Here are some of its most notable measures:

A number of Americans have been arrested and jailed for crimes including hostile acts and illegal religious activity, sometimes for years.

Many were released after visits by high-profile US figures including ex-presidents Jimmy Carter and Bill Clinton, but with the relations between Pyongyang and Washington in the deep freeze two remain in the North.

Otto Warmbier, a 22-year-old college student, was last year sentenced to 15 years’ hard labor for stealing propaganda materials. Kim Dong-Chul, a Korean-American pastor, has been jailed on spying charges.

The North receives a tiny number of overseas visitors, but closed its borders to foreign tourists for more than four months from October 2014 in a bid to keep out the Ebola virus — when no cases had been reported in Asia.

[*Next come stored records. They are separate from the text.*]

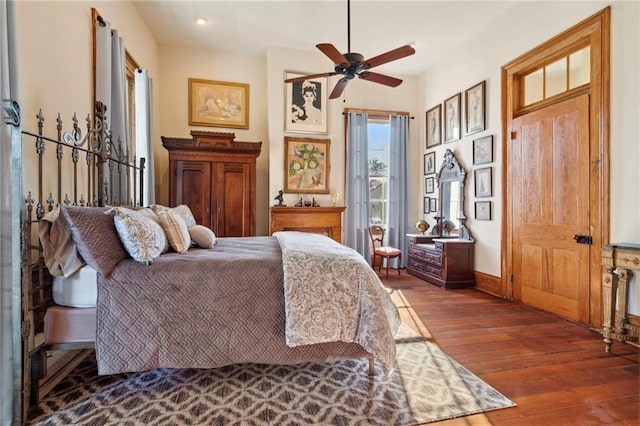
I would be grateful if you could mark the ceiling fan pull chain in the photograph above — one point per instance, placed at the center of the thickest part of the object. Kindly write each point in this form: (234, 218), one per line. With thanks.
(348, 25)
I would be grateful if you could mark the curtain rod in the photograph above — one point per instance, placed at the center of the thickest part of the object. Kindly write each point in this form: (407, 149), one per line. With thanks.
(378, 114)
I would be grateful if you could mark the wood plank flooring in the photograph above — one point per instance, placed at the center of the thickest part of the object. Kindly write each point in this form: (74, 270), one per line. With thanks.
(555, 370)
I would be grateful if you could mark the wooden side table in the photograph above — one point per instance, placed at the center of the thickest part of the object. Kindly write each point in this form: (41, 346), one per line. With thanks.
(618, 260)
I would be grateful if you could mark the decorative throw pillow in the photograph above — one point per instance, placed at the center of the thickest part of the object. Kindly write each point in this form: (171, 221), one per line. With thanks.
(176, 230)
(142, 237)
(96, 238)
(202, 236)
(182, 210)
(147, 212)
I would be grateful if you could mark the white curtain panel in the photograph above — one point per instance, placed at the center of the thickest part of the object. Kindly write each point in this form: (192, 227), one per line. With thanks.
(10, 204)
(111, 89)
(357, 186)
(398, 214)
(144, 131)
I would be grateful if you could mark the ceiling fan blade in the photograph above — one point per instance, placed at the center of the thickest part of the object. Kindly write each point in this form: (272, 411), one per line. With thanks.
(375, 77)
(332, 53)
(310, 77)
(340, 85)
(389, 56)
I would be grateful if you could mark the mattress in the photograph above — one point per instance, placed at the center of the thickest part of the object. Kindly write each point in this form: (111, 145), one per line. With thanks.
(69, 325)
(79, 290)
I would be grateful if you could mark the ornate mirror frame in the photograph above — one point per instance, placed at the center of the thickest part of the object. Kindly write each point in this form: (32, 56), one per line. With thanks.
(451, 173)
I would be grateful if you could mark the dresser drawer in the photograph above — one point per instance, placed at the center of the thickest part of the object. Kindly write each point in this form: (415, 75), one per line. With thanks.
(416, 265)
(417, 252)
(433, 257)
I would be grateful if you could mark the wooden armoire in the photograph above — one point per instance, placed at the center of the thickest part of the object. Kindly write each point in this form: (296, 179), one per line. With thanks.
(216, 177)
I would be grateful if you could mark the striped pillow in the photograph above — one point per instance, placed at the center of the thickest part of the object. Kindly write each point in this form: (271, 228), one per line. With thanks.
(142, 237)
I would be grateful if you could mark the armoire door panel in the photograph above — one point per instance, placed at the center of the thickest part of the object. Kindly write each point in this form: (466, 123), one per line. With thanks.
(192, 181)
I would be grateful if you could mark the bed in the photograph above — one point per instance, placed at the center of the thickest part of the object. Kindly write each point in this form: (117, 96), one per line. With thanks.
(283, 299)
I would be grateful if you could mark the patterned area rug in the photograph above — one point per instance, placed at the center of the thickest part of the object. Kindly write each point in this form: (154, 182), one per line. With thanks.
(425, 386)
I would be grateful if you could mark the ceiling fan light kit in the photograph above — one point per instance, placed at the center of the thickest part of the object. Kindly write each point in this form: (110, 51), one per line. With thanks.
(351, 64)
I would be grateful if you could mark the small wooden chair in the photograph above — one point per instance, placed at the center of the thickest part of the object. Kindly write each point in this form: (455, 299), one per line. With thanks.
(376, 232)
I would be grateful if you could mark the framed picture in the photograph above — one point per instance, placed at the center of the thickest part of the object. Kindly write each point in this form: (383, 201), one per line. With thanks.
(483, 150)
(218, 104)
(474, 106)
(452, 118)
(428, 185)
(306, 105)
(482, 178)
(430, 163)
(434, 131)
(483, 210)
(306, 165)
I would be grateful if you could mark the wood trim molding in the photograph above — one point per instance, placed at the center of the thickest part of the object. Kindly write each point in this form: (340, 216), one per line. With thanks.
(488, 283)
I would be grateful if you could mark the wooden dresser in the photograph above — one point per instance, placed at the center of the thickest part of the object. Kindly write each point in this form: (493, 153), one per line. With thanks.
(321, 220)
(618, 260)
(447, 262)
(216, 177)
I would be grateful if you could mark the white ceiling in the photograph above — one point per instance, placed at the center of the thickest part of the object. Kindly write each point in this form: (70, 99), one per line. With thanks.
(433, 27)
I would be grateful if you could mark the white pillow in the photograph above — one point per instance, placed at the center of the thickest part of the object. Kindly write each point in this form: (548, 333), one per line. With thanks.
(176, 230)
(141, 236)
(202, 236)
(182, 210)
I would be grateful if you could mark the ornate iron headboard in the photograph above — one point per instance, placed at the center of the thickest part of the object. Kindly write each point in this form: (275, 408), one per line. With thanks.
(107, 177)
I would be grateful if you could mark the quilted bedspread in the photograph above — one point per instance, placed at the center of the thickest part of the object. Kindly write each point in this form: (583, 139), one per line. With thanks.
(332, 294)
(210, 308)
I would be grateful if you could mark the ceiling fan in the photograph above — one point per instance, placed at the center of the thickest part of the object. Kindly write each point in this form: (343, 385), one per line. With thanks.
(351, 64)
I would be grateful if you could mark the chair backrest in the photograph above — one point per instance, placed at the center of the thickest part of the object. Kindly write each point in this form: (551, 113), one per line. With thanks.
(376, 232)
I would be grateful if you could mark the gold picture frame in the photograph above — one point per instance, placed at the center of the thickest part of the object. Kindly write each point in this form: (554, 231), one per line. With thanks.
(306, 165)
(218, 104)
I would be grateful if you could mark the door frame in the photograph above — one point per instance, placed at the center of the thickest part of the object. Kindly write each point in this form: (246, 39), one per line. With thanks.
(594, 32)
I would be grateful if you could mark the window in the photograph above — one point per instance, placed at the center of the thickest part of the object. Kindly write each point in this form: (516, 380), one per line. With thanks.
(567, 73)
(378, 152)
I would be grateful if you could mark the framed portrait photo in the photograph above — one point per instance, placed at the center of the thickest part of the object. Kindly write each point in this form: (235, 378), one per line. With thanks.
(483, 150)
(474, 106)
(429, 187)
(483, 184)
(306, 165)
(483, 210)
(452, 118)
(430, 163)
(434, 130)
(305, 105)
(433, 205)
(218, 104)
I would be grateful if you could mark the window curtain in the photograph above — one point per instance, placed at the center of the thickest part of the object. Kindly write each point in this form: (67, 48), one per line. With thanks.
(144, 132)
(111, 90)
(10, 205)
(357, 186)
(398, 215)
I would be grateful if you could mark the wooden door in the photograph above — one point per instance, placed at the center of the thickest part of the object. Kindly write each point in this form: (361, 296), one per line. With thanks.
(192, 187)
(550, 171)
(233, 203)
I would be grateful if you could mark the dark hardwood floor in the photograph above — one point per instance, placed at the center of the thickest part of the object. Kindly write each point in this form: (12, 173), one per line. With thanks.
(555, 370)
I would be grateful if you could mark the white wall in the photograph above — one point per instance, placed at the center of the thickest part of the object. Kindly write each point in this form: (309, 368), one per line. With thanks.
(514, 33)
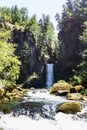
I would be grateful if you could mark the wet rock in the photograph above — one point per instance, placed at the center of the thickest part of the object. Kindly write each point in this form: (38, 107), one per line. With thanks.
(74, 96)
(61, 88)
(69, 107)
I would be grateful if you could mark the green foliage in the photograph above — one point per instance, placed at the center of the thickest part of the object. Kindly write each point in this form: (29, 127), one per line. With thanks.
(84, 92)
(9, 63)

It went so far as to enforce a 21-day quarantine period on anyone entering the country, including foreign diplomats and businessmen.

Tourism is a crucial source of hard currency for the impoverished nation, but the country, notorious for weak medical infrastructure and a chronic lack of medicines, appeared willing to take a financial hit.

When South Korea suffered from the world’s largest outbreak of Middle East Respiratory Syndrome, or MERS, in the summer of 2015, the North reportedly prohibited its diplomats and workers overseas from returning to their homeland for months to prevent the spread of the virus.

Pyongyang also suspended foreign tours for three months due to fears over SARS in 2003.

The Kaesong industrial complex — where more than 100 South Korean firms employed over 50,000 North Korean staff in a reconciliation project — suffered several political setbacks after it was set up in 2004, eventually closing in 2016. 

Pyongyang abruptly withdrew all its workers in April 2013 in protest at the joint military exercises between Seoul and Washington, and ordered all South Korean managers to leave immediately. 

Most South Koreans managed to depart, but seven were ordered to stay until the remaining wages for North Korean workers were paid, stoking fears that they would be held as hostages.

The group were eventually allowed to return home nearly a month later, after Seoul sent a convoy carrying more than $10 million in cash across the border.

The complex resumed operations in September 2013, but last year Seoul declared the project would shut down to punish Pyongyang for its nuclear and missile tests.

The North responded a day later by expelling all southern managers and freezing all South Korean assets in the zone.